The Pure Storage FlashArray has built in data protection mechanisms that enable simple and streamlined replication solutions without any add-ons or additional software costs. Depending on the organizations RPO requirements for their specific workloads will ultimately determine which of the three protection mechanisms they should utilize. In this blog, I wanted to discuss our latest replication capability called ActiveDR.
ActiveDR is a continuous source-to-target data replication technique that enables you to replicate data between a source FlashArray and a target FlashArray regardless of distance or latency. In most cases, update-by-update replication makes it possible to meet RPOs of seconds rather than minutes or longer.
ActiveDR leverages pods similar to active cluster, so volumes, pgroups, snapshots, and configuration changes are all replicated. With its journal-based architecture, ActiveDR supports non-disruptive failover testing of DR procedures without affecting the production workloads. In the event of an actual disaster on the primary FlashArray, the Administrator can promote the ActiveDR replica and be back up within minutes.
Here is a quick demo of ActiveDR in action.
Deciding which replication methodology to implement will, ultimately depend on a two primary factors:
1. Distance between Arrays and the associated latency
2. RPO requirements of the data
Active Cluster Synchronous replication:
ActiveCluster replicates data between two FlashArrays synchronously and requires peer latency under 15ms. There are no source and target roles-with the help of a remote mediator (Either Pure1 or an on prem mediator), both arrays maintain identical images of replicated data. Hosts access the same volumes regardless of which array they connect to. They read, write, reconfigure, snap, clone, and destroy replicated volumes via either array. ActiveCluster maintains data identically at both locations by staging every update in both arrays before acknowledging write completion to a host. (hence the low latency requirement) In many cases, hosts connect to both arrays so that if an array or path fails, host multipathing provides uninterrupted access. This provides a RPO of 0.

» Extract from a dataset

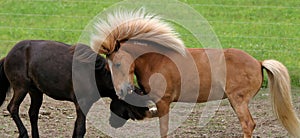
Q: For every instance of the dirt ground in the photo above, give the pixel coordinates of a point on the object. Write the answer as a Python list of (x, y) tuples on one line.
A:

FlashArray Asynchronous replication leverages snapshot replication between arrays. This protection scheme forwards differences between successive snapshots of a protection group (pgroup) of volumes on a source FlashArray to a target FlashArray. The target array uses the differences to create replicas of the pgroup snapshots. These snapshots are immutable, so to use a replica of one, a target array administrator clones the needed volumes from it and restarts applications connecting them to the clones. With asynchronous replication, RPOs of 5–10 minutes can usually be satisfied.
ActiveDR adds a third option-it replicates updates from a source FlashArray to a target FlashArray as they occur. Sending updates continuously rather than in periodic snapshot deltas minimizes lag, which varies due to several factors (source update rate, both arrays’ other loading, available network bandwidth), but is typically on the order of a few seconds.
ActiveDR is unidirectional-it replicates from a source array to a target array, which maintains a distinct copy of replicated data. Unlike asynchronous replication, however, ActiveDR forwards updates to the target continuously. It applies updates to volume replicas in order of occurrence, so an ActiveDR replica’s content always represents some previous state of data at the source site.
ActiveDR runs at lower priority than host I/O execution on both source and target arrays, so it has negligible effect on host response time. The distance between source and target arrays can therefore extend to thousands of kilometers, protecting against data loss in virtually any conceivable disaster scenario.
For applications such as E-Mail, knowledge workers’ home directories, project shares, and others that can tolerate seconds, but not minutes, of lost updates in disaster situations, ActiveDR makes it possible to enable recovery sites at very long distances from production data centers with minimal risk of lost data and achieving a Near-0 RPO.
- Pod-based replication- Uses a storage pod as a management container for replication, failover, and consistency. An active pod on a source array can be linked to a passive pod on a target array to form a pod-to-pod replication pair.
- Near-zero Recovery Point Objective (RPO)- Achieves near-zero data loss for rapid disaster recovery at the DR site, enabling you to keep the data on the source and target FlashArray almost synchronized.
- Test recovery without disrupting replication- Enables failover testing without disrupting data replication to the recovery site to maintain the RPO.
- Pre-configured volume and host connection- Allows hosts to be connected to the volumes on the target FlashArray at the recovery site before a failover to speed up and simplify the failover process.
- Bidirectional replication- Allows different pods in the same two FlashArray’s to link and replicate in opposite directions across sites.